Rebecca Fifield to speak at WCG’s Feb. 7 meeting

Rebecca Fifield to speak at WCG’s Feb. 7 meeting

The Gang’s All Here, Now What? Current Challenges for Collection Care

Presented by Rebecca Fifield, Collections Manager for the Department of the Arts of Africa, Oceania, and the Americas at the Metropolitan Museum of Art. RSVP required.

Exterior view of 1310 G St. NW, Washington, DC
Meeting Venue at The George Washington University

Meeting logistics

Museum Studies Program, The George Washington University, 1310 G St. NW, Suite 690, Washington, DC 20005 (View on map)
Metro: Metro Center (Red, Blue, and Orange lines)

RSVP REQUIRED before 4 pm on February 6, 2013: wcg@washingtonconservationguild.org

5:30 p.m. – 6:30 p.m. reception
6:30 p.m. – 7:30 p.m. presentation
NOTE: Attendees must arrive before 6:00 p.m. when building doors are locked! Sign in with Security Guard at front desk, take elevator to Floor 6

This event is free to WCG members
$5 for guests and non-members

Abstract

Collection care covers the range of activities that preserves the intellectual and physical value of collections over time. During the 1980s and 1990s, conservators who believed that targeting the agents of deterioration to prevent collection damage championed the message of preventive conservation.  Preventing damage to collections would reduce the need for interventive treatment. Training for collection care practitioners and administrators was developed. Granting agencies became interested in surveys and risk assessments. Preventive conservation, as a term and concept, appeared more frequently at conferences.

Twenty-five years later, museums are still hesitant to institutionalize a preventive approach to managing collections. Collection care professionals have difficulty finding permanent positions. They experience a lack of mentoring, professional development, and advancement opportunities, leading to high turnover and burnout. Interventive treatment that meets current exhibition needs remains the primary focus for many conservation functions within museums.
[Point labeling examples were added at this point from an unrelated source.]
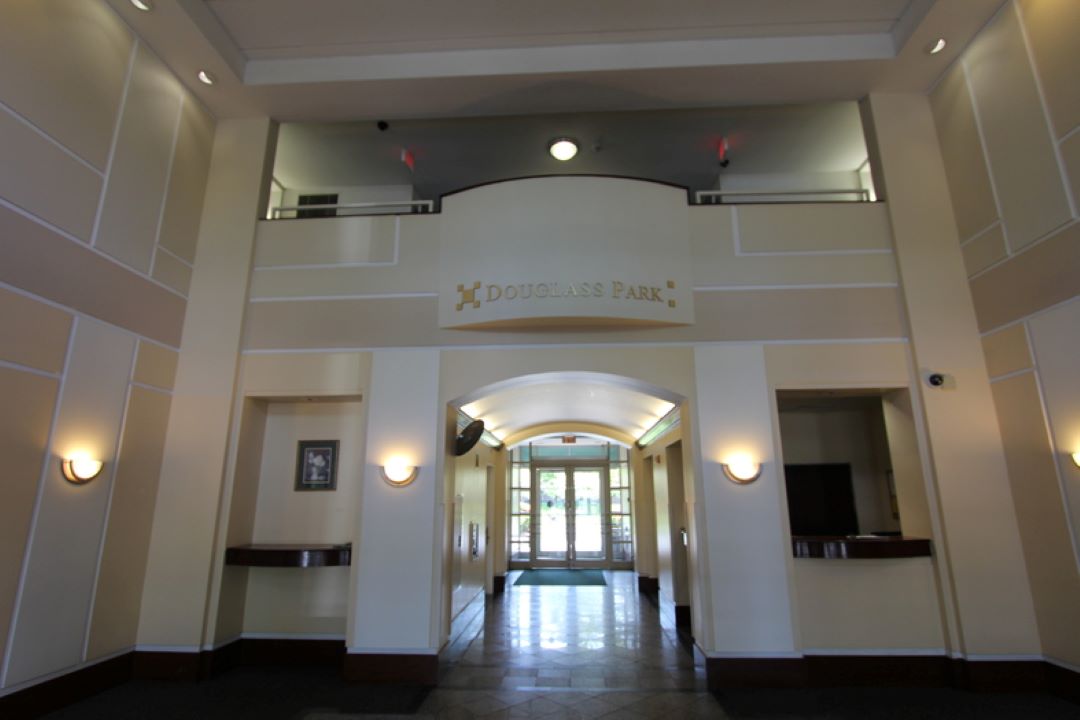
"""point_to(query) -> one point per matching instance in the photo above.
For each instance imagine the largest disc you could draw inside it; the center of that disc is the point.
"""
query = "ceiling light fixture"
(563, 148)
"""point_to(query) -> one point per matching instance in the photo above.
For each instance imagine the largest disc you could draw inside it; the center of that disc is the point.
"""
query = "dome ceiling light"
(563, 148)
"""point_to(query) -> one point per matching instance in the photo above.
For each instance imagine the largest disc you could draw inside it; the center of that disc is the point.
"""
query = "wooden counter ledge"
(289, 556)
(859, 547)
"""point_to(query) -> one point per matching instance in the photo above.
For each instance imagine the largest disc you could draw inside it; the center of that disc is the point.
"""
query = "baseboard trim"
(1000, 676)
(67, 689)
(391, 669)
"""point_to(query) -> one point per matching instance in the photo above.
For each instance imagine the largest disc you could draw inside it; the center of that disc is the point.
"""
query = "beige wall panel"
(878, 365)
(1055, 341)
(1070, 154)
(1048, 547)
(415, 272)
(1051, 27)
(1007, 351)
(241, 528)
(127, 537)
(324, 241)
(868, 605)
(156, 365)
(127, 228)
(46, 181)
(172, 272)
(1014, 128)
(51, 621)
(325, 374)
(31, 333)
(903, 442)
(798, 314)
(1029, 282)
(801, 227)
(40, 261)
(23, 439)
(715, 262)
(283, 602)
(79, 52)
(969, 181)
(187, 184)
(984, 250)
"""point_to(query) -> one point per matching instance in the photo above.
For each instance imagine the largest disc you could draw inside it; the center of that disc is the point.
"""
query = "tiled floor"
(548, 652)
(571, 652)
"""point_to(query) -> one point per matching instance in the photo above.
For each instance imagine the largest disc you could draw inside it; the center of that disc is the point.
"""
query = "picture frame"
(316, 465)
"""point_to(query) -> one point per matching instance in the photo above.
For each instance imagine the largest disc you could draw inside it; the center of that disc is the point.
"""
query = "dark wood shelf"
(859, 547)
(289, 556)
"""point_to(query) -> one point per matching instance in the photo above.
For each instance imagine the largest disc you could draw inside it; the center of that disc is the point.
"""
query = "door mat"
(562, 578)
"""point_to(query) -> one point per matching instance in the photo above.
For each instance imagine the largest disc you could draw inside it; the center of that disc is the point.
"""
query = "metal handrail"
(863, 193)
(422, 205)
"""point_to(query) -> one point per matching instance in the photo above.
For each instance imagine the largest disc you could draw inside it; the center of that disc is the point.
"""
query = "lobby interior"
(785, 353)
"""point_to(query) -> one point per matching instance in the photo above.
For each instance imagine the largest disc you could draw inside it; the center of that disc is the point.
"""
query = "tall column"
(393, 634)
(746, 525)
(993, 610)
(178, 573)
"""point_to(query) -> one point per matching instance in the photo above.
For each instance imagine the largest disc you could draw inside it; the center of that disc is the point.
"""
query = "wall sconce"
(80, 470)
(742, 470)
(399, 473)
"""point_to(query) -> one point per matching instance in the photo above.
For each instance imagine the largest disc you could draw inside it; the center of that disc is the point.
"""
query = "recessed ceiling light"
(563, 148)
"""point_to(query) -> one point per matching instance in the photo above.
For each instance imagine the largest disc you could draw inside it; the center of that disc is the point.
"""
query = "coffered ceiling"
(350, 59)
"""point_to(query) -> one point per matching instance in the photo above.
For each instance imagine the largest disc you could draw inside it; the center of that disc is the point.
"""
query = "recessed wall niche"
(851, 464)
(267, 510)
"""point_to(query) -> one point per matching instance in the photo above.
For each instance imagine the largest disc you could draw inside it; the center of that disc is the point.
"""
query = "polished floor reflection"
(576, 652)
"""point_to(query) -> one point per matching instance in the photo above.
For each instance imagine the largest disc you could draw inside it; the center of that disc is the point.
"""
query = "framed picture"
(316, 465)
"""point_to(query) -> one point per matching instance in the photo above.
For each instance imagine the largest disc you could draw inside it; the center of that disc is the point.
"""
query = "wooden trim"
(289, 556)
(859, 548)
(67, 689)
(391, 669)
Museum collection care positions and institutional systems that center on a preventive approach remain scarce.

Ms. Fifield will discuss the current challenges to advancing collection care practice. She will explore the obstacles to establishing collection care systems within institutions as well as the ways that conservators, collection managers, and allied positions have been working together to strengthen the message of collection care, including the creation of the American Institute for Conservation’s Collection Care Network.

This session is of interest to collection care professionals, conservators, administrators, cultural heritage professionals, and others interested in collections management and preventive conservation.

Photo of a person against a geometric background.
Presented by Rebecca Fifield.

Speaker Bio

Rebecca Fifield is Collections Manager for the Department of the Arts of Africa, Oceania, and the Americas at the Metropolitan Museum of Art. Ms. Fifield was a recipient of an NEH Collections Care Administrator Training Program fellowship at The George Washington University, where she received an M.A. in Museum Studies in 1999. She is a 1996 graduate of Mary Baldwin College in Staunton, Virginia. Ms. Fifield is currently the Chair of Alliance for Response NYC, Vice Chair of the American Institute for Conservation’s Collection Care Network, and author of The Still Room blog.